Hundreds of protesters remained near the president’s residence on Pengiriwatte Road, according to photos shared by the Sri Lankan news agency Daily Mirror. The majority of the protesters were seen holding placards in the photos. Some protesters even brought their kids with them. The protest has yet to be brought under control, according to the Daily Mirror.

According to Reuters, following the protests, Colombo police imposed an overnight curfew. Four police divisions in Colombo – Colombo North, South, Colombo Central, Nugegoda, Mount Lavinia, and Kelaniya – were under curfew, according to Amal Edirimanne, a senior police official.
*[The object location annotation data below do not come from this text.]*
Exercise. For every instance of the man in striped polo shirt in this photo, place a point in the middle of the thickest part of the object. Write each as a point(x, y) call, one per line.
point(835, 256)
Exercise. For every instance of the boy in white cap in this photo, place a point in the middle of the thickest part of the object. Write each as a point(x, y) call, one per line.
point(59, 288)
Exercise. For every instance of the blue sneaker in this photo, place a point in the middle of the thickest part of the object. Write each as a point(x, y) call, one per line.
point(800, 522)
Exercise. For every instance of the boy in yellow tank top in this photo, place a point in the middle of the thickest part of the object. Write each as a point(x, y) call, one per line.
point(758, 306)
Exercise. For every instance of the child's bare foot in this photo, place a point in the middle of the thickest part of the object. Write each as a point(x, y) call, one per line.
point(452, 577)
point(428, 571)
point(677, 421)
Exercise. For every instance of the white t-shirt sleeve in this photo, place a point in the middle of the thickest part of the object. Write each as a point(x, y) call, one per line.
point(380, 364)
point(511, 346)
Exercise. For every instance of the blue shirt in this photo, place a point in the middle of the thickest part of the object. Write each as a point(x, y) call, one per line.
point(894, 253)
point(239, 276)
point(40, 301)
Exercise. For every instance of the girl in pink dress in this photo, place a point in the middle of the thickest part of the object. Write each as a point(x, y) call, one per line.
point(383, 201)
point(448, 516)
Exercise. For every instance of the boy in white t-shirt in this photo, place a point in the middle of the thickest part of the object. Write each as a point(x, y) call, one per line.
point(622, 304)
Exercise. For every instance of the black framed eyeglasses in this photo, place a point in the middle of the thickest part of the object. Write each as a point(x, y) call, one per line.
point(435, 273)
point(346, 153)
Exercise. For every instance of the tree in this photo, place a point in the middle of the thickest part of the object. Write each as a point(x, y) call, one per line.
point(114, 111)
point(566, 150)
The curfew was lifted on Friday morning, according to local news outlets citing Colombo police spokesperson Nihal Thalduwa.

The demonstrations follow the government’s handling of the country’s crippling economic crisis, which has divided opinion among experts. Some blame the Chinese debt trap, but Sri Lankan commentators blame economic mismanagement and a reluctance to reform the Sri Lankan economy as the primary causes of the recent outpouring of rage against the Rajapaksa administration.

According to a report by the news agency Foreign Policy, Sri Lanka is hesitant to approach the International Monetary Fund (IMF) for fear of being forced to implement the UN agency’s economic reforms. The reluctance was a major factor in Sri Lanka’s decision to refinance its Chinese loans and seek assistance from India. According to Reuters, IMF spokesperson Gerry Rice said on Thursday that talks with Sri Lankan authorities about a possible loan program will begin in the coming days.

According to reports, Sri Lanka has been experiencing an economic crisis as a result of a 70% drop in foreign exchange reserves since January 2020, which has resulted in civil unrest on the island. While speaking to news agency Himal Southasian, Ahilan Kadirgamar, a senior lecturer at the University of Jaffna, said that the economy has been crisis-prone since ‘liberalisation in the late 1970s’ and linked the current crisis to the civil war that has ravaged Sri Lanka for more than two decades.

He claims that under the JR Jayawardena government’s rule in the late 1970s, when workers’ unions were attacked and tens of thousands of people were laid off, the economy was set on a neoliberal path, which paved the way for the current crisis.